Dans son rapport d’évaluation, le Bureau du procureur général de la nation écrit que les retards dans le traitement des demandes de protection sont fréquents et que le traitement des demandes nécessite [traduction] « plus de deux mois » (ibid. janv. 2011, sect. 4.2). De plus, le Bureau du procureur général de la nation a constaté que les autorités régionales [traduction] « font peu ou ne font rien » en ce qui concerne la protection, et que les gouverneurs et les municipalités n’ont pas de [traduction] « plans de sécurité stratégiques pour les populations vulnérables » (ibid.). Il conclut en affirmant que la Direction pour les droits de la personne, du ministère de l’Intérieur et de la Justice et responsable des programmes de protection en Colombie, [traduction] « ne remplit pas réellement sa fonction consistant à diriger et à coordonner » de tels programmes (ibid.). Il souligne également que la Police nationale n’assume pas pleinement sa responsabilité voulant qu’elle fasse des [traduction] « rondes » de surveillance (dossier certifié du tribunal, vol. 1, à la page 179).

[45]           Dans la Réponse à la demande d’information, on ajoute qu’il n’existe pas suffisamment de ressources pour financer adéquatement des programmes tels que l’Unité nationale de protection et le Programme de protection des victimes et des témoins, et on cite le ministre de l’Intérieur et de la Justice, qui aurait dit qu’il [traduction] « est impossible de fournir un plan de sécurité personnalisé à chaque paysan; dans certains cas, cela est fait en raison de menaces très sérieuses, mais c’est impossible à faire à grande échelle » (dossier certifié du Tribunal, vol. 1, à la page 179).

[46]           Par conséquent, aucun des documents sur lesquels la SPR s’est fondée pour conclure que la protection offerte par l’État est adéquate n’appuie vraiment une telle allégation.

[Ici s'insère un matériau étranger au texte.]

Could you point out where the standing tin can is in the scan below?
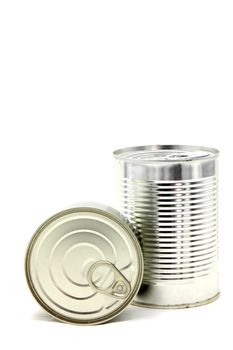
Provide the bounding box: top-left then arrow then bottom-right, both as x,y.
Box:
114,145 -> 219,308
25,203 -> 143,325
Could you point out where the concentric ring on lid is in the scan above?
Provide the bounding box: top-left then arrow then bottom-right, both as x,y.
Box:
25,205 -> 143,324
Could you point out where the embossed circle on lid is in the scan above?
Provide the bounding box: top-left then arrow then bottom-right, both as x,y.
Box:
26,205 -> 143,324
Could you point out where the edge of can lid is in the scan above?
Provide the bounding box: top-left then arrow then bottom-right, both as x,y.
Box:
24,203 -> 144,325
113,145 -> 219,164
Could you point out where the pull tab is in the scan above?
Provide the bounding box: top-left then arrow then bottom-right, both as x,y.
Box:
87,260 -> 131,299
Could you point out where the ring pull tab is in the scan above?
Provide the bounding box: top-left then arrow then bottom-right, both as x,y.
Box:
87,260 -> 131,299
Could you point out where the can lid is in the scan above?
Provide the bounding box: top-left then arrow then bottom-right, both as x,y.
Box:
25,204 -> 143,324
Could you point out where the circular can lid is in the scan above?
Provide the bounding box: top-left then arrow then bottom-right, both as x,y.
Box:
25,204 -> 143,324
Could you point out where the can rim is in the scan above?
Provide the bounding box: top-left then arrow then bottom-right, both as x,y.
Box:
113,144 -> 219,164
24,205 -> 144,325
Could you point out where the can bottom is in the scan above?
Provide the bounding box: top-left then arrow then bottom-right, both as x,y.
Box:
131,292 -> 220,309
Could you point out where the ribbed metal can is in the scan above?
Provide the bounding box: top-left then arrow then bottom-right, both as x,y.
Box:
114,145 -> 219,308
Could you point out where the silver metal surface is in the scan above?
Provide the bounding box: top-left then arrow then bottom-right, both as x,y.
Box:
25,204 -> 143,324
114,145 -> 219,308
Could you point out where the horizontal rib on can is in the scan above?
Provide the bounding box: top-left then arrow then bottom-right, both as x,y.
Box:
114,146 -> 218,307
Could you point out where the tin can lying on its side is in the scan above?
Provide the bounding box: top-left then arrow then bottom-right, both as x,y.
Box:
114,145 -> 219,308
25,204 -> 143,324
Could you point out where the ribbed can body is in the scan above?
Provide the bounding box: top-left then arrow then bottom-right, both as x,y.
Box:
114,146 -> 218,307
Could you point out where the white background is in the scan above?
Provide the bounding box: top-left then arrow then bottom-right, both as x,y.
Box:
0,0 -> 233,350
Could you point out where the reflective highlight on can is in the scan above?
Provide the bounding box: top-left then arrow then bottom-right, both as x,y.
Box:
25,204 -> 143,324
114,145 -> 219,308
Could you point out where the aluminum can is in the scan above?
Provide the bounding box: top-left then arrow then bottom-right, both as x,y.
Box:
114,145 -> 219,308
25,203 -> 143,325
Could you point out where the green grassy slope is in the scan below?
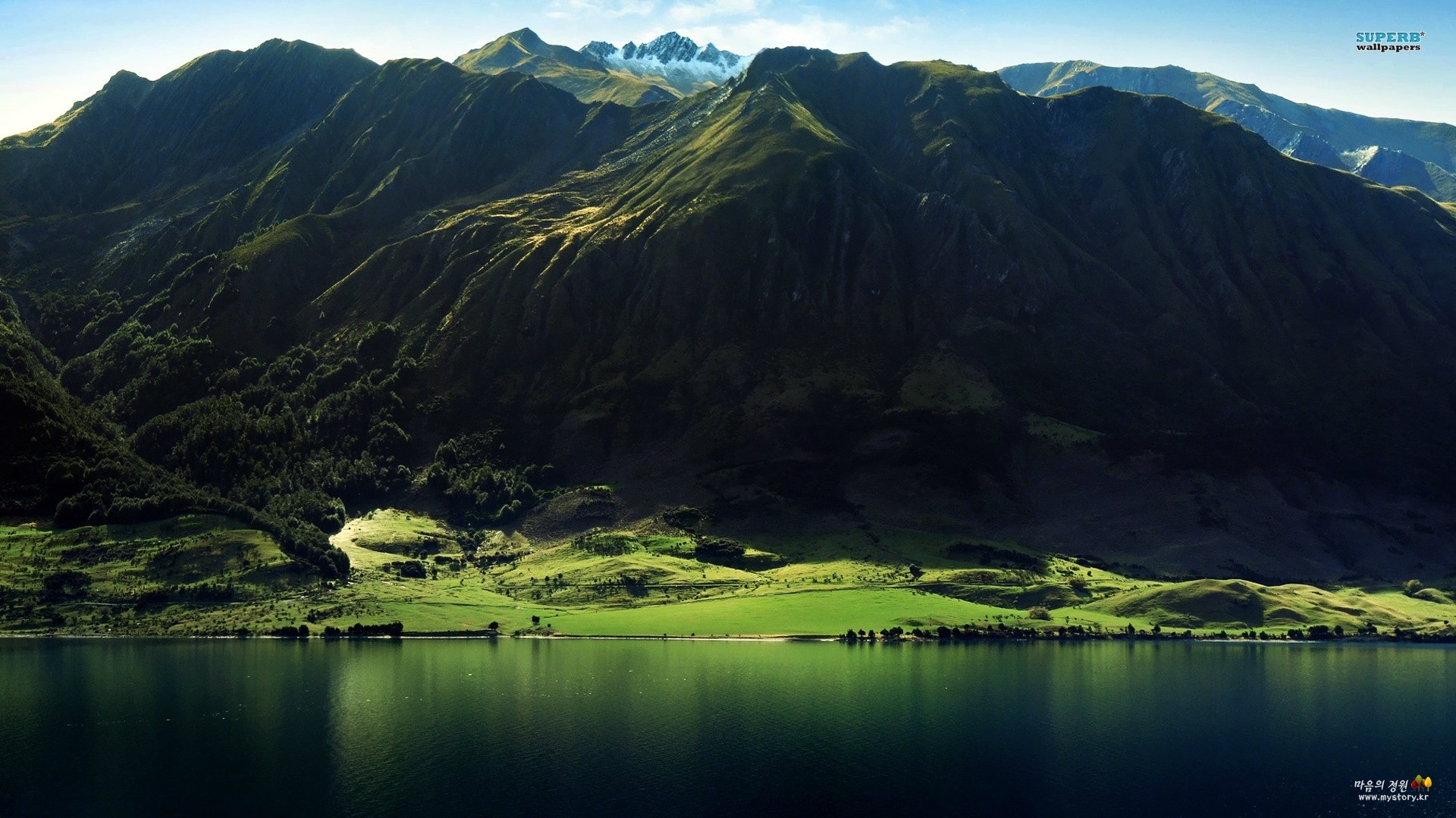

3)                  La SPR n’a pas tenu compte de la preuve contredisant sa conclusion selon laquelle la protection offerte par l’État est disponible

[47]           En pareil contexte, les demanderesses ont renvoyé à de nombreux documents pour établir que la protection offerte par l’État était inadéquate, et la SPR n’a pris acte d’aucun d’entre eux. Bien que je convienne avec le ministre du fait qu’une grande partie de ces documents sont antérieurs à l’offensive qui a été menée avec succès contre les FARC, ou qu’ils ne sont pas suffisamment importants pour justifier qu’on déduise qu’on en a pas tenu compte, il y a une ou deux exceptions.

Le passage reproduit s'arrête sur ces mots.